Pedro Sánchez, y el presidente de la Generalitat, Quim Torra, en la reunión que mantuvieron en diciembre en Barcelona. EFE/Andreu Dalmau

Barcelona, 13 de marzo de 2019 (13:54 CET)

El Ejecutivo de Pedro Sánchez recurrirá frente al Tribunal Constitucional la comisión de investigación sobre la monarquía que el Parlament de Cataluña planea poner en marcha.

Esta comisión de investigación fue impulsada por las formaciones de Esquerra Republicana de Catalunya (ERC), Catalunya en Comú, Junts per Catalunya (JxCat) y la CUP, con los votos en contra de Ciutadans, PP y PSOE. Esta institución, creada la semana pasada, tiene el objetivo de estudiar las “actividades irregulares o delictivas de personas vinculadas a la Familia Real”; obtener información sobre acciones destinadas a “forzar el traslado de domicilio social” de empresas y bancos fuera de Cataluña; y averiguar sobre las “presuntas cuentas irregulares” del rey emérito en paraísos fiscales.

El Gobierno argumenta que la cámara catalana no tiene permitido en su reglamento ejecutar este tipo de trabajos e investigaciones: su legislación especifica que las comisiones de investigación activadas por el Parlament solo pueden tratar “asuntos de interés público que sean competencia de la Generalitat”, y la monarquía no lo es.
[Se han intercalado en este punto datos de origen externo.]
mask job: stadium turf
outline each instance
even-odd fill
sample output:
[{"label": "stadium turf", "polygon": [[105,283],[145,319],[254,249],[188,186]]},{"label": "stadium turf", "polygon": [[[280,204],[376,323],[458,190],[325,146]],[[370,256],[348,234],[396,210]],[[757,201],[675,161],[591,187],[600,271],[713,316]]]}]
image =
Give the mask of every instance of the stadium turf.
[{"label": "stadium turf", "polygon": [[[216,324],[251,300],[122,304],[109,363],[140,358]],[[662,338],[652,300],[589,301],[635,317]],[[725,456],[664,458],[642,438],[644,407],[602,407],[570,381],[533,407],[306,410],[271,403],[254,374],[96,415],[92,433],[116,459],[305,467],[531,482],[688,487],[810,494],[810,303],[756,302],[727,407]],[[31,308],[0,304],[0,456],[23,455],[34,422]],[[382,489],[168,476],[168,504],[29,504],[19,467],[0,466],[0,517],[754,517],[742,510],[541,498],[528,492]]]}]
Trámite previo a la impugnación

Antes de que la petición del gobierno sea admitida a trámite, el ejecutivo debe encargar al Consejo de Estado un informe preceptivo no vinculante. Si el TC considera inconstitucional dicha comisión de investigación, que, de hecho, todavía no se ha formado, esta quedaría suspendida.

De hecho, el gobierno de Sánchez ya había acudido al TC en contra del Parlament una vez. Concretamente, por una resolución que condenaba la posición y actitud de Felipe VI después del 1-O. El documento de la cámara catalana también pedía la “abolición” de la monarquía, una institución que consideraban “caduca y antidemocrática”. En esa ocasión, el ejecutivo desoyó al Consejo de Estado, que había recomendado no interferir en una resolución que era declarativa y no tenía efectos legales.